At Invictus, visitors arrive at the top of a tower (image above), descend to the base (viewing Henley's poem on the way), and enter a world filled with symbolism and a mountainous rock island wracked with disorder. One navigates to the island's base, working through a maze and maneuvering around debris, and then takes a rowboat across a small body of water to a far more tranquil island to the east (although one not without emotional anguish, as depicted in the screaming winged men on top of the archways). Between the two land masses, and chained to the first, are four colossal horses that strive to break free from the rock. The imagery might remind one of Gustav Doré's engravings for Paradise Lost.
"It's personal to me — I think we have gathered most my builds are," said Storm as we talked at length about her build and reflected back on her previous work. "I have rheumatoid arthritis, and have since I was 21. It's been really shitty since about February this year — I had a really bad time mentally more than anything because, well, I want to be normal and do normal things, and not be like an 80 year old. I can't lift my youngest daughter, I can't undo bottles, and some days my kids have to take my jeans off — I don't have the energy." But she can function ably in Second Life, and also use it as a means of release: "I thought it would be a good build for me mentally if not anything else."
And Storm is delighted with the results of Invictus: "I love this place completely — I really do, and I have never ever said that about anything I have done. It was a really easy build this time — usually I find them so hard, but this one sort of did itself. I knew I wanted it all on the big mountain with the horses before I started, then everything just flowed really good and it was mostly done in about two weeks." The result is an exceptionally photogenic sim, and one in which variety abounds: one sees transformations in environment and materials in every direction, but the sim sticks together as a cohesive whole, providing delightful opportunities for explorers and photographers. (Click on any image to zoom in or check on flickr over the forthcoming week.)
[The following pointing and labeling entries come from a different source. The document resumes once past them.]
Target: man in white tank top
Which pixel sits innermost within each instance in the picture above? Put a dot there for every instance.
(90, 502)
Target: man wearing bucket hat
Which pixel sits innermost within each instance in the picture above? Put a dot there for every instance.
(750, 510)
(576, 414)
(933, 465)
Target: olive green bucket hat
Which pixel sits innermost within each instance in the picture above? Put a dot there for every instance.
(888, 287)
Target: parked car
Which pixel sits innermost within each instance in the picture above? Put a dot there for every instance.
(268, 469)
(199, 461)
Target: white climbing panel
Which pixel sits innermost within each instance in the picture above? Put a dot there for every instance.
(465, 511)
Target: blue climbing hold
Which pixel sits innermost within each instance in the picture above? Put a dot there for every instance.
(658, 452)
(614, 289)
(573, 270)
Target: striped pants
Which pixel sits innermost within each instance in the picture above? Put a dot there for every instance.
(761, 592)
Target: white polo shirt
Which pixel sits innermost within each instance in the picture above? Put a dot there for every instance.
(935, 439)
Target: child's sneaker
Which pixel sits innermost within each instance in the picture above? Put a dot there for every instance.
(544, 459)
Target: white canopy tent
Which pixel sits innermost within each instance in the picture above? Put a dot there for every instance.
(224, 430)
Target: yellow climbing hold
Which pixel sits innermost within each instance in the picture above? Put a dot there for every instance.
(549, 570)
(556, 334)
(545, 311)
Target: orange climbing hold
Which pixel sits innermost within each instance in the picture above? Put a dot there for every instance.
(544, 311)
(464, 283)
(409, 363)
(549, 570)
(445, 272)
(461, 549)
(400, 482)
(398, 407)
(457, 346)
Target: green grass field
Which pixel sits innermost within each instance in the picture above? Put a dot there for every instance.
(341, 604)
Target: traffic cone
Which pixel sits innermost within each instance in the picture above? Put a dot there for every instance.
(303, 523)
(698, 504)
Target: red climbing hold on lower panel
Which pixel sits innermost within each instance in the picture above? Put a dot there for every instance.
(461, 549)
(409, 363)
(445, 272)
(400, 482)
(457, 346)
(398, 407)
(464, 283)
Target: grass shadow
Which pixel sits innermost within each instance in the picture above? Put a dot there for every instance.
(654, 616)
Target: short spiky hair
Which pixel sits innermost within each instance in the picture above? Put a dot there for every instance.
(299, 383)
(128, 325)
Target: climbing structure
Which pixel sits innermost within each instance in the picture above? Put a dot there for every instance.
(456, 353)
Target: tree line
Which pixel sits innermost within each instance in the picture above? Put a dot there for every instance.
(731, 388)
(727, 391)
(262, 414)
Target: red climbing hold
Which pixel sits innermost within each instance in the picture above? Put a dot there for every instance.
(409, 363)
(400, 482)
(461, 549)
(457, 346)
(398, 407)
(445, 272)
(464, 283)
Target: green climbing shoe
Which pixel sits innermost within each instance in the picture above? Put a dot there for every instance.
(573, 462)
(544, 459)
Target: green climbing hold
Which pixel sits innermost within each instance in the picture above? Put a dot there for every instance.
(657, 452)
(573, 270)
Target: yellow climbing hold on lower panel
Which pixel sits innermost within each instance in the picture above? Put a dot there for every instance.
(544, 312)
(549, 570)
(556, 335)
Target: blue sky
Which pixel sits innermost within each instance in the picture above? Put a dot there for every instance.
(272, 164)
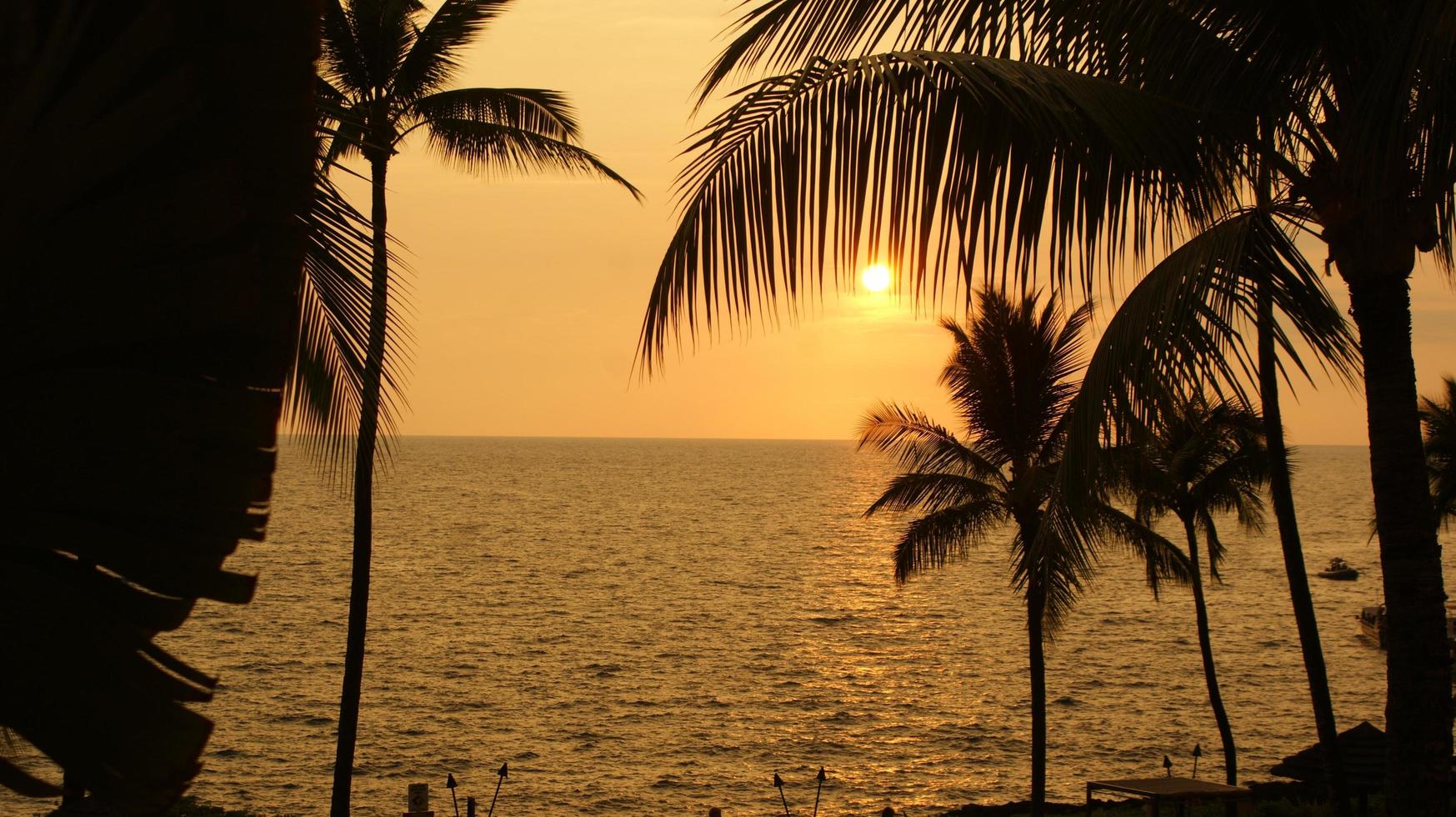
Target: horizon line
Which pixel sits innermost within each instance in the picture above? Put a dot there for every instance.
(292, 436)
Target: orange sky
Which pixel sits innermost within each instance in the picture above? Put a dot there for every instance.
(528, 293)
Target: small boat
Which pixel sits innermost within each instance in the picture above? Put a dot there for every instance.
(1338, 569)
(1372, 624)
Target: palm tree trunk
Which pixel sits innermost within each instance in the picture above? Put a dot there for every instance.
(363, 501)
(1231, 760)
(1303, 604)
(1418, 672)
(1038, 701)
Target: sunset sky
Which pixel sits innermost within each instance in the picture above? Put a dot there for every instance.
(528, 293)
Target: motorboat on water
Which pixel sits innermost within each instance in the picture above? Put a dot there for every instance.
(1372, 625)
(1338, 569)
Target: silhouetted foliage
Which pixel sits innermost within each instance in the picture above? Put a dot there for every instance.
(1043, 134)
(1011, 379)
(159, 155)
(1200, 459)
(1438, 419)
(386, 73)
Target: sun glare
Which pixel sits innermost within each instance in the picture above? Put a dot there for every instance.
(875, 278)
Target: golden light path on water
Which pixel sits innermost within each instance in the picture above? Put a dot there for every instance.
(656, 627)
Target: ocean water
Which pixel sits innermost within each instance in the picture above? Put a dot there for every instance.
(656, 627)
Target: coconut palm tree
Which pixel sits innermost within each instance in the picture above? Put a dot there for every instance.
(1011, 379)
(144, 363)
(1200, 459)
(391, 73)
(1438, 419)
(1038, 132)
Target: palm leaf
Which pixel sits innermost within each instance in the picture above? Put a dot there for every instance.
(933, 161)
(1438, 421)
(431, 60)
(1185, 322)
(932, 493)
(539, 111)
(919, 443)
(933, 539)
(323, 392)
(491, 149)
(148, 368)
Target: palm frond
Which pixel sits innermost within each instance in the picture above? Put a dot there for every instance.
(146, 370)
(1167, 47)
(1058, 569)
(383, 34)
(431, 58)
(1162, 561)
(539, 111)
(322, 397)
(933, 539)
(489, 149)
(1187, 321)
(932, 493)
(937, 162)
(920, 444)
(1438, 424)
(1011, 373)
(341, 58)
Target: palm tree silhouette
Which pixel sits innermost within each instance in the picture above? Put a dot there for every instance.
(389, 76)
(1011, 379)
(144, 363)
(1196, 460)
(1068, 133)
(1438, 419)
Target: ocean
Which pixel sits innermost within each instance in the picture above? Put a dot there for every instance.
(656, 627)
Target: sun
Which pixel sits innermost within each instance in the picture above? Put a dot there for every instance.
(875, 278)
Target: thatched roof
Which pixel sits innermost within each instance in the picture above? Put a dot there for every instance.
(1362, 749)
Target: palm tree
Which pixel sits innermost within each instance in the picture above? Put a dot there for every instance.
(1200, 459)
(1011, 380)
(1027, 132)
(144, 364)
(389, 76)
(1438, 417)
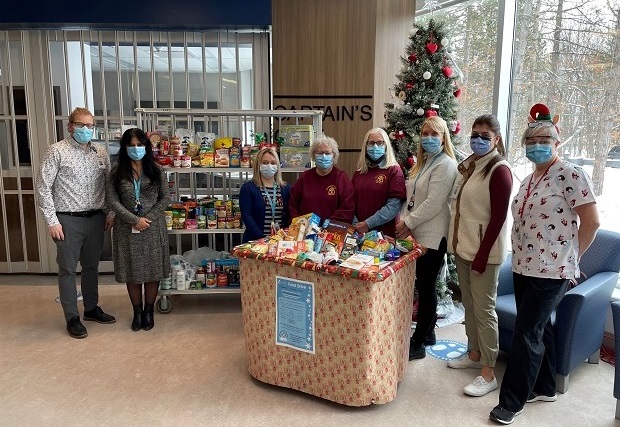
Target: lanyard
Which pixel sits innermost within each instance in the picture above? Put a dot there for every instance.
(136, 189)
(415, 183)
(531, 189)
(271, 199)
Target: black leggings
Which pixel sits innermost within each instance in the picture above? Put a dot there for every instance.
(427, 270)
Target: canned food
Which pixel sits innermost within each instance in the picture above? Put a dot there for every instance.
(222, 279)
(211, 280)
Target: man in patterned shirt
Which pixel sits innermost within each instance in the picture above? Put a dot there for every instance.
(71, 195)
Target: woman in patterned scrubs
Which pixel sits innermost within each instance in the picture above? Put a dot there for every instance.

Storm creates not only with physical but technical challenges, working on a laptop that can't rise above SL's midrange settings, and it's interesting that the sim looks possibly better without advanced lighting model activated. She asked that mention be made of her need for poets: August 23 will be William Henley's birthday, and it seemed only appropriate to schedule a poetry reading, and volunteers are needed not only for that event, but for future happenings on the sim — an events board is located on the second island. Invictus will remain on display through the end of 2016.